Yellow lights and the “dilemma zone”

On average, a yellow light interval lasts 4.2 seconds for a road with a speed limit of 45 miles per hour; for roads with higher speed limits, the time span is slightly longer. However, that varies from place to place; no national standards are in place for yellow-light duration.

The American Motorists Association, an advocacy group for motorists’ rights, recommends an absolute minimum of three seconds regardless of speed limit, but for a road with a 45 mph limit, it recommends an interval of five seconds. These intervals are based on a formula from the Institute of Transportation Engineers.

“The faster traffic is moving, the longer the yellow light needs to be,” says John Bowman, a spokesman for the American Motorists Association, an advocacy group for drivers. “This is because vehicles that are traveling faster require more time and distance to stop.” 

Rakha found in the study that not all people have the same reaction times. People who are over age 60, for instance, often need more time to stop. Another issue is that many people drive faster than the posted speed limits and need extra time to slow down.

If the yellow-light interval is too short, drivers enter what Rakha calls a “dilemma zone,” where there’s not enough time to slow down before reaching the intersection, yet the light turns red before the car has passed through. This happens frequently: The study found that 43 percent of drivers who zipped through an intersection while the light was yellow weren’t able to complete the trip before the light turned red.

Changing the length of yellow lights

In cities with red-light cameras, Bowman says, some city officials have deliberately reduced yellow-light interval timing in an effort to bump up the number of fines they can collect from drivers who run red lights. Shortening the yellow-light intervals actually can increase the number of car wrecks – the opposite effect of the cameras’ intended purpose.

On the flip side, when cities extend their yellow-light intervals, accident rates go down substantially at intersections. In the Southern California city of Loma Linda, officials lengthened yellow-light intervals, which resulted in traffic accidents plummeting by 92 percent. A Texas Transportation Institute study showed that increasing yellow-light times by just one second led to a 40 percent drop in crashes.

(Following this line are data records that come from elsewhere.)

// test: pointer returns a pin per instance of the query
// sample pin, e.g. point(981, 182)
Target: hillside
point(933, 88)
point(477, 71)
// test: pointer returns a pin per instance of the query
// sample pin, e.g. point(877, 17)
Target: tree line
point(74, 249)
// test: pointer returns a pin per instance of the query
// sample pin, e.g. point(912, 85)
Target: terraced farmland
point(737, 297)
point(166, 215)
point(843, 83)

“Clearly, a simple thing like lengthening yellow-light timing can have a huge positive impact on traffic safety,” Bowman says. “Yet the cities that use red-light cameras have become so dependent on the income from the cameras that they rarely consider it.”

Avoiding the dilemma zone

In addition to the simple solution of extending yellow-light intervals in areas where they’re below recommended guidelines, Rakha’s team has several other suggestions for preventing wrecks at traffic lights.

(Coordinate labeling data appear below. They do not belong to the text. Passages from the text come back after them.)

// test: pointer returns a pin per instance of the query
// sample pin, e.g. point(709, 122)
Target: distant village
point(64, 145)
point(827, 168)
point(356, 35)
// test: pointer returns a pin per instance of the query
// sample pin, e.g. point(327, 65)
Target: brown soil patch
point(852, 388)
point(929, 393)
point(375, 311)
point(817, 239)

The team recommends adding a series of caution lights that can alert drivers when the light is about to change from green to yellow, giving them additional time to slow down.

Researchers are looking into the prospect of a sophisticated in-car system, which can be customized to give drivers enough of a warning to can stop in time.

“So, one person receives a four-second warning of a light change, and another person receives a five-second warning. Or, instead of a warning, the system might just tell you to stop,” Rakha says in a statement.